James ActonPostdoc at P'ton

If the nuclear field is anything to go by (and it isn’t) then the national jobs picture really should be looking up!

After the spate of Stanton Nuclear Security Fellowships, Princeton’s Nuclear Futures Lab has a postdoc on offer. The lab is run by FoW Alex Glaser. If you have a technical PhD this is a wonderful opportunity. You get the chance to have an excellent boss in Alex, be associated with the prestigious International Panel on Fissile Materials and get to work along side the wonderful people in the Program on Science and Global Security.

Comments

  1. Ward Wilson (History)

    And you’re right across the street from Hoagie Haven!

  2. FSB

    I wonder why any Princeton postdoc would consider working on nuclear power.

    Nuclear power is not magic.

    It, too, runs on fuel. Which is limited.

    At present, fossil fuels provide 87 percent of the world’s total energy while nuclear power plants provide just 4.8 percent. (All nuclear power plants currently generate electricity, accounting for about 15 percent of world electricity generation, while fossil fuels produce almost 67 percent of the electricity.)

    The best estimates put the amount of uranium that can be mined economically (what geologists call the reserves) at about 5.5 million metric tons, and according to the International Atomic Energy Agency, today’s nuclear power plants use 70,000 metric tons a year of uranium. At this rate of use, the uranium that could be mined economically would last about 80 years.

    Suppose it were possible to replace all fossil fuels with nuclear power.
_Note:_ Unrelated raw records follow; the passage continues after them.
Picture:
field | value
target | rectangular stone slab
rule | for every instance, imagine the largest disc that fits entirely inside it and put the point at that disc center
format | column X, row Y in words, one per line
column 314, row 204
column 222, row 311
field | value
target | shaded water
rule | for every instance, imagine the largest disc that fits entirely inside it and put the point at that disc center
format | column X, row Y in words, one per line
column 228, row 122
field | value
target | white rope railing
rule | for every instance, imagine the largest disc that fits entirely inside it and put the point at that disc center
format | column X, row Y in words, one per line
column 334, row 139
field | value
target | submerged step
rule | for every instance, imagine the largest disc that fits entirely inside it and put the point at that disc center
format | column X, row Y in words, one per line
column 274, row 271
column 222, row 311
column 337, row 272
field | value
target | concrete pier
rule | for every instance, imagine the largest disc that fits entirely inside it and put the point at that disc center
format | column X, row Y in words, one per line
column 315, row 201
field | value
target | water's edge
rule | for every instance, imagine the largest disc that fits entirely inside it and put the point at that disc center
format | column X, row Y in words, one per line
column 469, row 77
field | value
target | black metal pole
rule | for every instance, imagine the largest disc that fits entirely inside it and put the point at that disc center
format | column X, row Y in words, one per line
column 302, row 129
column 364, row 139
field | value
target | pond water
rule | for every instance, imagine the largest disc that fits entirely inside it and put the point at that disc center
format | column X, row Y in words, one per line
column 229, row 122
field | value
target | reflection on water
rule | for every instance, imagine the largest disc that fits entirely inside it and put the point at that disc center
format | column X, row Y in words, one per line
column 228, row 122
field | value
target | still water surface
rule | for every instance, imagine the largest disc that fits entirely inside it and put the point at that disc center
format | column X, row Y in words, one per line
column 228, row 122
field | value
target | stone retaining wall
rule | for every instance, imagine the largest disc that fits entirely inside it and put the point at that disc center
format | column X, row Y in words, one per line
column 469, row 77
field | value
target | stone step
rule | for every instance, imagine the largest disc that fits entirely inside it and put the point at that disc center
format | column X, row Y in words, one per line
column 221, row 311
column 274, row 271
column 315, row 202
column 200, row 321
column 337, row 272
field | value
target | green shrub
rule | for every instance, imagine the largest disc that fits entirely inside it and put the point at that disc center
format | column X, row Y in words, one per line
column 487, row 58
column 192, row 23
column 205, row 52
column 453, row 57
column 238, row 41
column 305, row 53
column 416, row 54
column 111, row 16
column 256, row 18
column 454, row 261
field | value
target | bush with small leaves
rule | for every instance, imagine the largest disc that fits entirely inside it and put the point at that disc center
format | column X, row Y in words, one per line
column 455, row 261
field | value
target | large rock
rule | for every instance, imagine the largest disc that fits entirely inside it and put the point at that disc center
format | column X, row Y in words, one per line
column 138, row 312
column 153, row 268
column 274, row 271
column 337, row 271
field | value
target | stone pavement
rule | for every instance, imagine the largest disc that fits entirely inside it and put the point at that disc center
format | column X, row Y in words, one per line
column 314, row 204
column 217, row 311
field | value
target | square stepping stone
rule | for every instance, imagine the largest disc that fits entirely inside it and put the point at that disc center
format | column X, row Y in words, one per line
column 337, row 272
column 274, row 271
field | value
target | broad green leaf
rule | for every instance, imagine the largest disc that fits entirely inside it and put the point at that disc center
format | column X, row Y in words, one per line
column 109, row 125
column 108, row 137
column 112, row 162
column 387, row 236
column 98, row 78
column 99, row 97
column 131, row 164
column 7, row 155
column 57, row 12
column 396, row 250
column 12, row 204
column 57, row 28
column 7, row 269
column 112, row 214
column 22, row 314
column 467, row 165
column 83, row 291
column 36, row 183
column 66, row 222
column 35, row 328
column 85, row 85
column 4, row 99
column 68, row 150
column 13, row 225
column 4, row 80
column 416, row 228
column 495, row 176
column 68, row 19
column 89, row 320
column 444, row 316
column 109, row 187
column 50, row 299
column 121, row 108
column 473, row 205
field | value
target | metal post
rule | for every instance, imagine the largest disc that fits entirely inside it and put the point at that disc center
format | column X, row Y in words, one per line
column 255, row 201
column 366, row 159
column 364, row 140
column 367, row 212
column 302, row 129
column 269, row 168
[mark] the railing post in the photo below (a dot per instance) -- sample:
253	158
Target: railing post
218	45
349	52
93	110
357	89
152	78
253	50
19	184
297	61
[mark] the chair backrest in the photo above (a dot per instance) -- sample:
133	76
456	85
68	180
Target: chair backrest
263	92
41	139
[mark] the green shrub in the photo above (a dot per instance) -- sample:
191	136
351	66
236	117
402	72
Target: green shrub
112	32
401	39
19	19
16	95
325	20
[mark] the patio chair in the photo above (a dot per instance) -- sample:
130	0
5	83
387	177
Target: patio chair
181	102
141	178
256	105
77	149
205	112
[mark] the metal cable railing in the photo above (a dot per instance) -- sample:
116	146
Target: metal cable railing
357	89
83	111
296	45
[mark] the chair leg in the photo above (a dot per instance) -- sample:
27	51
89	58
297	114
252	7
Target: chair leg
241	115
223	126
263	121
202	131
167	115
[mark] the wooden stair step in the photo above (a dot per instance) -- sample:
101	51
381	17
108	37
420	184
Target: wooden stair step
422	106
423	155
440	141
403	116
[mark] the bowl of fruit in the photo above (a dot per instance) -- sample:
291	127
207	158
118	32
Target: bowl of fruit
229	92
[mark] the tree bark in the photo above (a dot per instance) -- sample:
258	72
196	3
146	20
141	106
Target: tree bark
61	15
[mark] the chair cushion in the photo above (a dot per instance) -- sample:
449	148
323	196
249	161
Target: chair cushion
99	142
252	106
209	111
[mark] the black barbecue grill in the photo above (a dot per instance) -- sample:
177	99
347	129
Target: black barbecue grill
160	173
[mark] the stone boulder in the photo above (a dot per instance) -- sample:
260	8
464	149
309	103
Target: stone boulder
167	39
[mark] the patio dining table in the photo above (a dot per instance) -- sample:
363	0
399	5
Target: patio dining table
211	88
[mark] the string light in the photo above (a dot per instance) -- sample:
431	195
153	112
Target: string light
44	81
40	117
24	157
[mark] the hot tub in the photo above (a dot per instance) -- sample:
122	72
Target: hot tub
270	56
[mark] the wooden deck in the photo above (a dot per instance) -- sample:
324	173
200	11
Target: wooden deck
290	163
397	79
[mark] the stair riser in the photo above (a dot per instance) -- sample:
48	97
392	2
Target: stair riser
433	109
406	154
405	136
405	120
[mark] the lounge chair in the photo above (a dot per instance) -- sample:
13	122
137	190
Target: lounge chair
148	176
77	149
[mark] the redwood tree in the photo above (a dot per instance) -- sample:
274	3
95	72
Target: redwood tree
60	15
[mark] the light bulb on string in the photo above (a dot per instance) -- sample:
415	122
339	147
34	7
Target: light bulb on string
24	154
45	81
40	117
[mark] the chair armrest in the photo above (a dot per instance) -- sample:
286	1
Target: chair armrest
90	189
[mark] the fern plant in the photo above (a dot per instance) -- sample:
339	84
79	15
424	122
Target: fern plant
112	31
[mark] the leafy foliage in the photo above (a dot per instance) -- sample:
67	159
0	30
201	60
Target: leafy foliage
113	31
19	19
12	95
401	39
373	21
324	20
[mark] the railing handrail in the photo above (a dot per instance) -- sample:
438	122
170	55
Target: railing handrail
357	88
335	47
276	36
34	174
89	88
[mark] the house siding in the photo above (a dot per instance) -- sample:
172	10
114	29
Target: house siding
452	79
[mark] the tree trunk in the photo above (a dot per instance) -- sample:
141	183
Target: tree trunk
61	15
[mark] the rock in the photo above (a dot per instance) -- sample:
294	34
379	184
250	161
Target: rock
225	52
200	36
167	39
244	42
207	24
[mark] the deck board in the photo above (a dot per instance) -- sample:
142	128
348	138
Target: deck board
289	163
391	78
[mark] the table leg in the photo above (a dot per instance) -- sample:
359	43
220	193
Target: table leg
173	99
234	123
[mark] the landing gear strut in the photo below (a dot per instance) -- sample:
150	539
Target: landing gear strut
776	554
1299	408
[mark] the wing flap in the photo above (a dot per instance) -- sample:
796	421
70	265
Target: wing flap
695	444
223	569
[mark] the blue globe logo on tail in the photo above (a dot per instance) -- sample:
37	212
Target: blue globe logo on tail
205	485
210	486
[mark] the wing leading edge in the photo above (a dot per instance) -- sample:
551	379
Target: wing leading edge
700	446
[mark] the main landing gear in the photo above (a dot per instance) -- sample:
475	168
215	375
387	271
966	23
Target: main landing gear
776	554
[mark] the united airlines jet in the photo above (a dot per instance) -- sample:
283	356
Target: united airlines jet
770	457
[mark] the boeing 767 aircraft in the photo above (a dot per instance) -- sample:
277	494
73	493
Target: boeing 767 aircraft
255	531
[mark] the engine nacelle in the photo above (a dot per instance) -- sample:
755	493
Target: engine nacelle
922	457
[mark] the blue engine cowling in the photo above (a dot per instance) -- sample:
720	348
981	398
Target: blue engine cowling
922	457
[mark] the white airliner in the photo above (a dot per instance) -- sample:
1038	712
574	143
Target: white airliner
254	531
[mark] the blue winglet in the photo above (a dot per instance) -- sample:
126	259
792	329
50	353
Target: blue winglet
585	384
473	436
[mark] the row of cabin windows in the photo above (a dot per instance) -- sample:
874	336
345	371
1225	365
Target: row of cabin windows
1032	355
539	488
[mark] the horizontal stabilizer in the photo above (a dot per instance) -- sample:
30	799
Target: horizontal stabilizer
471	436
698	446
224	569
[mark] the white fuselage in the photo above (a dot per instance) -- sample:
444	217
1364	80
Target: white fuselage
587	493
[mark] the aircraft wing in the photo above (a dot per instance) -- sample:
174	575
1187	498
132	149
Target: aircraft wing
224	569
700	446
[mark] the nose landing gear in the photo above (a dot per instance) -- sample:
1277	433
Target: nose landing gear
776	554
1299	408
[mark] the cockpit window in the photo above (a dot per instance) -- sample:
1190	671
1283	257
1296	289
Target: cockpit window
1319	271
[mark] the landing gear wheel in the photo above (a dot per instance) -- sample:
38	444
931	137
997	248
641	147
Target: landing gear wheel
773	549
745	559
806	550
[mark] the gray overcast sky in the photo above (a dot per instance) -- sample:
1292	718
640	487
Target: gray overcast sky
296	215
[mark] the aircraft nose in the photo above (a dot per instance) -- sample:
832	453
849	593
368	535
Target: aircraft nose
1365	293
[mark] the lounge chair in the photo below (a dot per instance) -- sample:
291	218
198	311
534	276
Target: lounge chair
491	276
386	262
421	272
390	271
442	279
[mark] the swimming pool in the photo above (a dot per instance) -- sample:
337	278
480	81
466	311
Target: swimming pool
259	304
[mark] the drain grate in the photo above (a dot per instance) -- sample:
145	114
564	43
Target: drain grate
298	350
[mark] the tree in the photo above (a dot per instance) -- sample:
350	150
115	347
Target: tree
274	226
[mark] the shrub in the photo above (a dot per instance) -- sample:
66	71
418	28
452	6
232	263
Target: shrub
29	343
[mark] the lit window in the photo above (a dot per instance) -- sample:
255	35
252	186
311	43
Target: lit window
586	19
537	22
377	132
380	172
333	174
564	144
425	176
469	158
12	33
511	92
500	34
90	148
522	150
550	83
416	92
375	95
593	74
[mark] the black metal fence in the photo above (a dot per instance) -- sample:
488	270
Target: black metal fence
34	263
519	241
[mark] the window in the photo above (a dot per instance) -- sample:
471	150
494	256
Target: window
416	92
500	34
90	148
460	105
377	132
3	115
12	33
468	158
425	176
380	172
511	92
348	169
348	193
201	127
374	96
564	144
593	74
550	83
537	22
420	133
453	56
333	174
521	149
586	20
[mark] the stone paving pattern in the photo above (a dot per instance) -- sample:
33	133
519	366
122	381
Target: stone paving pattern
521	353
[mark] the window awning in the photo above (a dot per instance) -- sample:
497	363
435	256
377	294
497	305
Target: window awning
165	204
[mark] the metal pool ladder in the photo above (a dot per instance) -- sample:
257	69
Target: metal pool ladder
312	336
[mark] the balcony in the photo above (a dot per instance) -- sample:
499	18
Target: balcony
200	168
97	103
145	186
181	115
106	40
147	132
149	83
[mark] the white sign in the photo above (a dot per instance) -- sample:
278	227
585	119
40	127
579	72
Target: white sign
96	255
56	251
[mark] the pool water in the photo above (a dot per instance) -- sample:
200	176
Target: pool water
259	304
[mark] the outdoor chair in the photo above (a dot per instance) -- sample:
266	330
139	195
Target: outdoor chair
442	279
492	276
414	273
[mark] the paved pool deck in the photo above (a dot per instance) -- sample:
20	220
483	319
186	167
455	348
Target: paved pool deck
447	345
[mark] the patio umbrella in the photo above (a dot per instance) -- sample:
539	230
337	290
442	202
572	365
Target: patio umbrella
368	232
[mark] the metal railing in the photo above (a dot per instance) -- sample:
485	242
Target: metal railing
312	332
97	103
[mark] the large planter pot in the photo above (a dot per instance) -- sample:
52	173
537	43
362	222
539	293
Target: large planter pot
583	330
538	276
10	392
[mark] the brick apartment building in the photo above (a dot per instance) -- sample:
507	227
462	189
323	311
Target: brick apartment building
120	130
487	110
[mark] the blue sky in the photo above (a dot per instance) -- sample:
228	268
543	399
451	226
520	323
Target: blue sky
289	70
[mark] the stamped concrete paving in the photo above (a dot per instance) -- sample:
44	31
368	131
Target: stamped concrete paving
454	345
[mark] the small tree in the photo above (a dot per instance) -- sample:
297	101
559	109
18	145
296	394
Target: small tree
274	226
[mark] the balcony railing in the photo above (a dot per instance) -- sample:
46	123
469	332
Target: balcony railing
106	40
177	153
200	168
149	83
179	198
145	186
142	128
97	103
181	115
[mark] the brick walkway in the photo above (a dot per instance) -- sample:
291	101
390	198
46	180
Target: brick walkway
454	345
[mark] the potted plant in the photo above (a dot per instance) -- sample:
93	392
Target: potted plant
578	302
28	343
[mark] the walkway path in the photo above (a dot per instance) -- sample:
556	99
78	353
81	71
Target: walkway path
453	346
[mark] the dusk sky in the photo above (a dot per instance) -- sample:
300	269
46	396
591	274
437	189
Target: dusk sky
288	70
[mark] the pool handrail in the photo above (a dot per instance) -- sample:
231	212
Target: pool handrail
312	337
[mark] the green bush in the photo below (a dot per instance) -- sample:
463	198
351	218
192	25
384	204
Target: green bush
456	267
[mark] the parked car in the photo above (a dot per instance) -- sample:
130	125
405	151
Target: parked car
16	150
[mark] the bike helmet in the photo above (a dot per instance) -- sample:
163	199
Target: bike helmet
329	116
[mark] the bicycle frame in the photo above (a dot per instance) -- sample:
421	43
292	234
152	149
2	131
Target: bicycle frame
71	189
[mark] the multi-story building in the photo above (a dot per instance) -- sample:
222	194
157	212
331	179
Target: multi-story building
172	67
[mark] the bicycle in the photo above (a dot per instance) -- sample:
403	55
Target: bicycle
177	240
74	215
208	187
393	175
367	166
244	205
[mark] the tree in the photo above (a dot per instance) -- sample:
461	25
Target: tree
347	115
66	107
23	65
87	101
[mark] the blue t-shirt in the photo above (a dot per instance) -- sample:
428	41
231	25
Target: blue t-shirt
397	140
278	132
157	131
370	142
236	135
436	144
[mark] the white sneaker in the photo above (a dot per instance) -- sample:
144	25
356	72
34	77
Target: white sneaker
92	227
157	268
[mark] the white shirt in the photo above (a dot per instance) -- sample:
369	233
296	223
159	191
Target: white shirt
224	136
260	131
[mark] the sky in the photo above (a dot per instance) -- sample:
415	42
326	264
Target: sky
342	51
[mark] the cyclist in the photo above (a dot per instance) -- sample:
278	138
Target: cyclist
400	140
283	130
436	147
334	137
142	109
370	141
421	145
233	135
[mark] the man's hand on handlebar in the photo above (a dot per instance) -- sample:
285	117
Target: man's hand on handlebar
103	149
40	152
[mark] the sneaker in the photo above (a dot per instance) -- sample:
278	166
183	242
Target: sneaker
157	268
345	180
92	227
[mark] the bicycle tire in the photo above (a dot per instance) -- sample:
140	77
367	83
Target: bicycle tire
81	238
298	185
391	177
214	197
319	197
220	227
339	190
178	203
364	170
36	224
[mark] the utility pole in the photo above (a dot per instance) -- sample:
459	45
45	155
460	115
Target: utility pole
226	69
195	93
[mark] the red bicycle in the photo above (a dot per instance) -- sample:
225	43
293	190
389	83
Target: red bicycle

Suppose that we could use nuclear energy to make liquid and gas fuels to power vehicles, and could do this quickly using conventional nuclear power plants.

    We would have to build enough plants to increase energy production by 17.4 times, which means using 1.2 million tons of uranium ore each year. At that rate of use, the reserves of uranium would be used up in less than five years.

    Nuclear power is a non-solution, especially considering its poor safety and waste record and potential security problems.

    Let’s stop dreaming and get behind renewables.

  3. nick (History)

    Renewables can’t be the base load source of electricity. Need a non-fossil base load, and nuclear is it. There may be a time that renewables could be moved thousands of miles to compensate for calm days, say in Europe, to compensate for lack of wind energy, but we are not there and the cost parameters may make it prohibitive for decades.

  4. mark hibbs

    fsb and nick: Great! A teapot version of the entire nuclear power debate.